Il n’est pas exagéré de dire qu’avec la pandémie, pratiquement tous les rayons essais, politique ou philosophie de nos librairies ont pris un énorme coup de vieux. Même pour les penseurs et visionnaires qui professaient avant la crise sanitaire la prise en compte des menaces liées au réchauffement et aux inégalités, le coronavirus, en mettant brutalement à nu notre impréparation, notre rapport fantaisiste à la science, notre inertie maladive, notre peur panique de tout ce qui pourrait nuire à la croissance, a relégué la plupart de leurs recommandations et admonestations au musée. Less is More en revanche a bénéficié des enseignements tirés par Hickel de l’expérience de ces douze derniers mois. Celle-ci peut nous aider à sortir de ce modèle insoutenable, avance-t-il, par exemple en nous aidant à distinguer les secteurs économiques essentiels de ceux qui sont superflus. De nombreux gouvernements ont soudainement découvert la possibilité d’annuler des dettes : une annulation qu’il faudrait à présent appliquer aux dettes des pays du sud, condition nécessaire à la construction d’une société plus juste et plus écologique.
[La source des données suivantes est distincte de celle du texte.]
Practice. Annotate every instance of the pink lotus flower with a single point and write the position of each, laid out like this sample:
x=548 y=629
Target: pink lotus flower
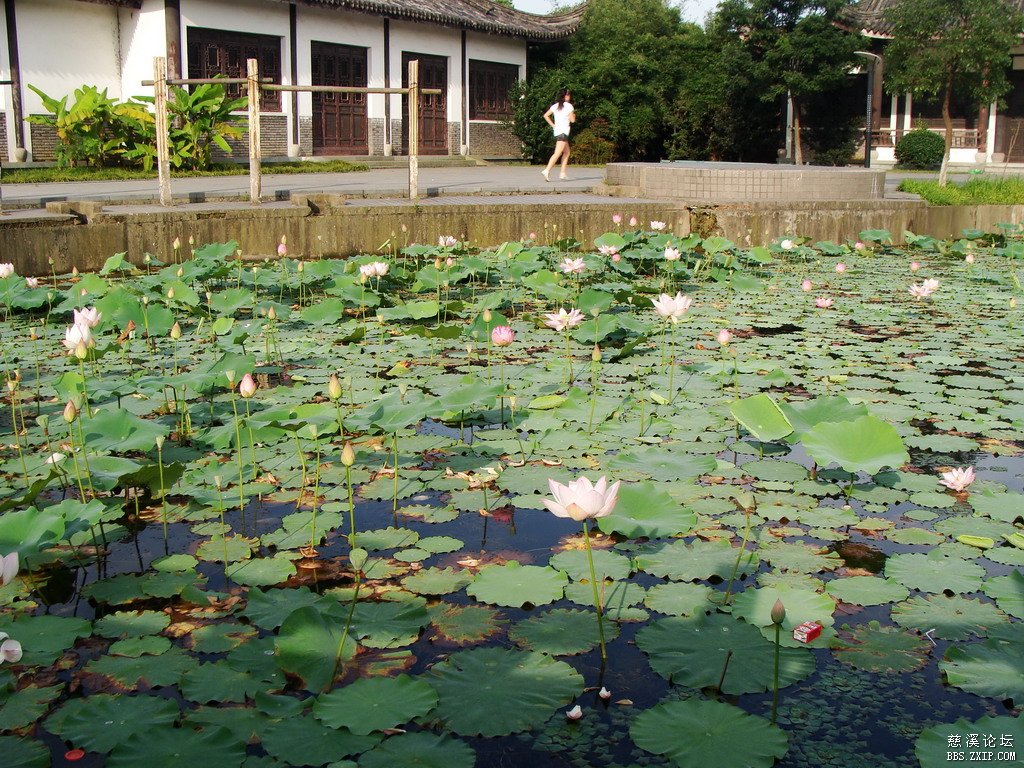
x=572 y=266
x=89 y=316
x=76 y=335
x=10 y=650
x=247 y=387
x=672 y=308
x=562 y=321
x=8 y=568
x=957 y=479
x=582 y=500
x=502 y=336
Less is More a été écrit pendant le confinement comme aboutissement d’une réflexion commencée huit ans plus tôt à partir d’une question posée en 2012 par sa compagne Guddi, après une conférence de Paul Krugman au LSE où celui-ci plaidait en faveur d’un programme de stimulation gouvernemental pour relancer la croissance aux États-Unis après la crise financière : « Les pays à haut revenu doivent-ils vraiment continuer de croître à jamais ? » s’était-elle alors interrogée. « Il n’y a rien de plus puissant qu’une question », conclut-t-il.